The recent healthcare reform act and stimulus spending has focused attention on "meaningful use" of electronic health records, making it a precondition to receiving Federal funds for healthcare IT. But a lot will depend on how healthcare institutions actually achieve meaningful use. Alongside the indisputable demographic trends, rapidly changing medical science will be one of the largest determinants of cost in the long run. While new drugs, therapies, and technologies could drive up costs, they could also provide entirely new avenues for cost containment through early detection of disease, better diagnostics, and more effective approaches to managing chronic diseases. The overall outcome over the next two decades will be determined by the velocity and productivity of basic and translational research. Hence, the next generation of healthcare IT infrastructure must help break down the silos between care delivery, translational medicine, and basic research. The tools to enable this while preserving patient privacy, managing consent, and controlling IT costs, are finally within reach. We will examine an architecture for achieving this.

Bio

Kris Joshi is Vice President for Healthcare Product Strategy for Oracle Corporation's Health Sciences Global Business Unit. He leads the business unit's strategic planning and execution in the Healthcare industry. In a prior role at Oracle, he led strategy and operations across healthcare and life sciences, focusing on inorganic growth opportunities. He helped form the health sciences business unit, and successfully led two acquisitions for Oracle in the life sciences space. He implemented a unique Operational Excellence program across all functions in the health sciences business unit to deliver breakaway performance and growth.
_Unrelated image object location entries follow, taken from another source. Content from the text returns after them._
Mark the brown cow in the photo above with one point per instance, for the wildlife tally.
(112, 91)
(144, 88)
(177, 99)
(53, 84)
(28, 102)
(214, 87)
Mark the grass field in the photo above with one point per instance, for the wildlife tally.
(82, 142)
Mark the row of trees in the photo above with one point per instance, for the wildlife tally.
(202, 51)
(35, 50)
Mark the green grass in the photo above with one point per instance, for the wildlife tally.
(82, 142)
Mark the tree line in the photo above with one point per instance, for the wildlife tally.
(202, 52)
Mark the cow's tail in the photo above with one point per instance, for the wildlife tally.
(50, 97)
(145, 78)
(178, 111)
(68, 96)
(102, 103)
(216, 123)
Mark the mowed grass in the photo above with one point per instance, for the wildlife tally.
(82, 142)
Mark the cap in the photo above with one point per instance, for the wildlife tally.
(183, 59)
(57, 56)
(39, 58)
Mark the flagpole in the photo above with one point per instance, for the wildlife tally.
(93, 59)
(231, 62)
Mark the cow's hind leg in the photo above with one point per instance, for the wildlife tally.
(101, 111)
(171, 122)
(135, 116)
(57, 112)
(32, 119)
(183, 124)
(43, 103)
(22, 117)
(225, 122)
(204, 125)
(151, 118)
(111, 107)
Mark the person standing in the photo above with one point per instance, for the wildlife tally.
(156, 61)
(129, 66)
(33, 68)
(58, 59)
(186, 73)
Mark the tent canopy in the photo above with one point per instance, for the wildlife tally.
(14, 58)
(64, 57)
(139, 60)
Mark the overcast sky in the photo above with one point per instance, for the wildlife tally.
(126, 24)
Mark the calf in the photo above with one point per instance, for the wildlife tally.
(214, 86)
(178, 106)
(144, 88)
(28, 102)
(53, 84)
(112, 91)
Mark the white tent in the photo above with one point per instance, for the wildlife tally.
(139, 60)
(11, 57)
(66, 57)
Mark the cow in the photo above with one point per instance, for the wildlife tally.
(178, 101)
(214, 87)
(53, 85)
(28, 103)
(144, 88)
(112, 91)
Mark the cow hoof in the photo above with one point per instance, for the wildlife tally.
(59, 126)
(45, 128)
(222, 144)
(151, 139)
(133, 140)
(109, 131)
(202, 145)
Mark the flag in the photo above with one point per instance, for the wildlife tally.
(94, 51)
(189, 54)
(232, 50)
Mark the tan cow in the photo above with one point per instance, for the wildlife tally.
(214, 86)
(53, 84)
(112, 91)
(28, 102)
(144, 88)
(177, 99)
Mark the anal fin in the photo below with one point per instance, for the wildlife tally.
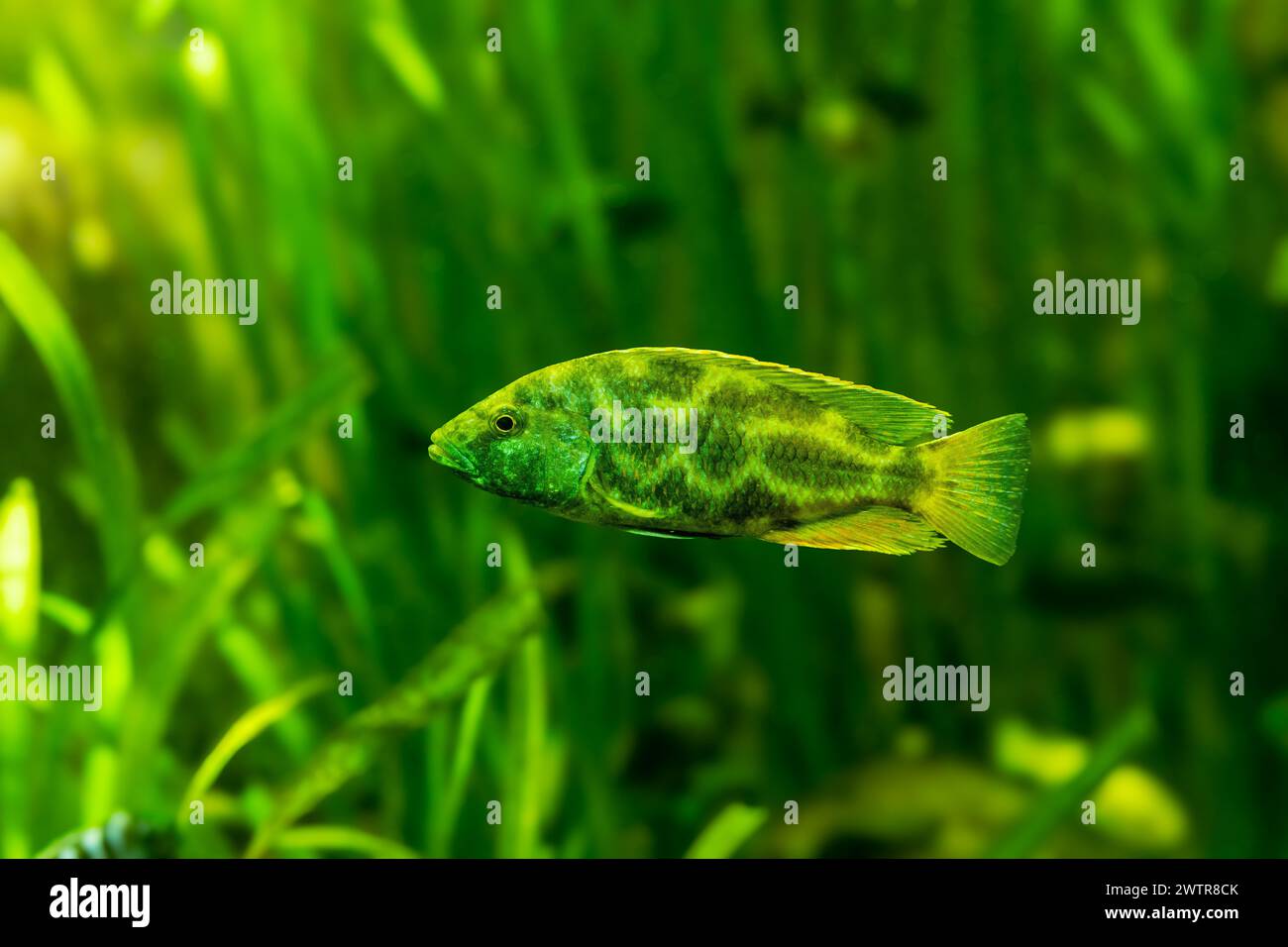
(876, 528)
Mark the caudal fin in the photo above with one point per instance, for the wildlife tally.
(979, 475)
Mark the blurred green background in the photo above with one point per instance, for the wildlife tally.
(516, 169)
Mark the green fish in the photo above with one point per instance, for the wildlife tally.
(687, 442)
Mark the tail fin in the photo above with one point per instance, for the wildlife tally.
(979, 480)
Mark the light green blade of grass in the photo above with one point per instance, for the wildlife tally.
(449, 805)
(342, 839)
(390, 37)
(65, 613)
(728, 831)
(473, 651)
(235, 549)
(338, 382)
(245, 729)
(527, 749)
(14, 781)
(101, 446)
(1063, 802)
(346, 573)
(20, 566)
(256, 667)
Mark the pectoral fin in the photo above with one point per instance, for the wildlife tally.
(595, 488)
(877, 528)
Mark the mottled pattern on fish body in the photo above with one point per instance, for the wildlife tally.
(763, 458)
(778, 454)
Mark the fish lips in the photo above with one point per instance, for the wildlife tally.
(451, 457)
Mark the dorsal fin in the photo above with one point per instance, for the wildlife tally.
(883, 415)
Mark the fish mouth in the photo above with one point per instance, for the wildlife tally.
(443, 451)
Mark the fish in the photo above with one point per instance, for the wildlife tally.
(698, 444)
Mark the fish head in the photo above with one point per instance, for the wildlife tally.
(516, 446)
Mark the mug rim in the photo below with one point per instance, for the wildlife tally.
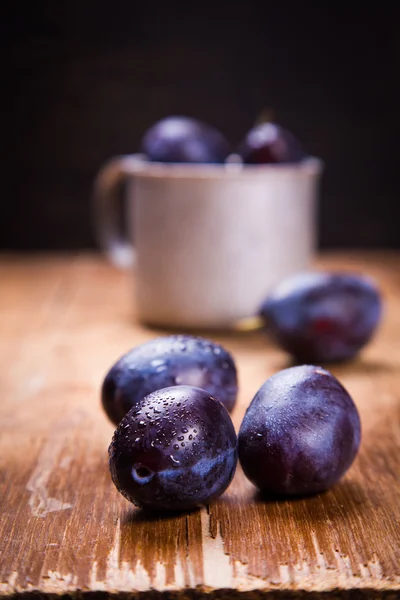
(143, 168)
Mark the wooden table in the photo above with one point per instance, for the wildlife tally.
(63, 526)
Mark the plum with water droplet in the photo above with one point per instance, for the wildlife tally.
(174, 450)
(184, 140)
(300, 433)
(323, 316)
(166, 361)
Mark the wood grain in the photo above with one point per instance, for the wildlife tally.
(63, 525)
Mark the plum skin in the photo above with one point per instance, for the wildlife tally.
(179, 139)
(323, 317)
(300, 433)
(164, 362)
(174, 450)
(269, 143)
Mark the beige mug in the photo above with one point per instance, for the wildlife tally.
(207, 242)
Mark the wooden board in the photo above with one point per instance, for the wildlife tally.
(63, 525)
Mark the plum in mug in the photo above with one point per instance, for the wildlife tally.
(207, 242)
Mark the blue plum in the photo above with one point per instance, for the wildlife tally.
(269, 143)
(323, 317)
(300, 433)
(174, 450)
(166, 361)
(184, 140)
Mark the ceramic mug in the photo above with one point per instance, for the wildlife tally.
(207, 242)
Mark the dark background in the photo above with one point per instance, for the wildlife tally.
(83, 81)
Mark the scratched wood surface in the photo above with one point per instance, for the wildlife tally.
(63, 525)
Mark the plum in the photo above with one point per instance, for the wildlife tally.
(323, 316)
(174, 450)
(300, 433)
(166, 361)
(184, 140)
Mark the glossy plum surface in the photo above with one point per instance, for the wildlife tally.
(322, 317)
(184, 140)
(174, 450)
(166, 361)
(269, 143)
(300, 433)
Prior to joining Oracle, Kris served in senior strategy roles in IBM's Global Sales and Distribution organization. He helped develop IBM's emerging markets strategy, and created innovative business models for leveraging technology in healthcare for developing economies. Prior to that, Kris was with McKinsey and Co, where he served Fortune 500 clients in Banking, Media, Healthcare and Life Sciences industries on strategy issues.

Kris has a long-standing interest in helping bridge the gap between the non-profit and for-profit worlds through entrepreneurship and innovative business models. Most recently, he is involved in a collaborative effort with the Division of Global Health and Human Rights at Massachusetts General Hospital to implement a sustainable model for health education in Africa.

Kris holds a Bachelor's degree in Mathematics from Caltech, and a Ph.D. in Physics from MIT.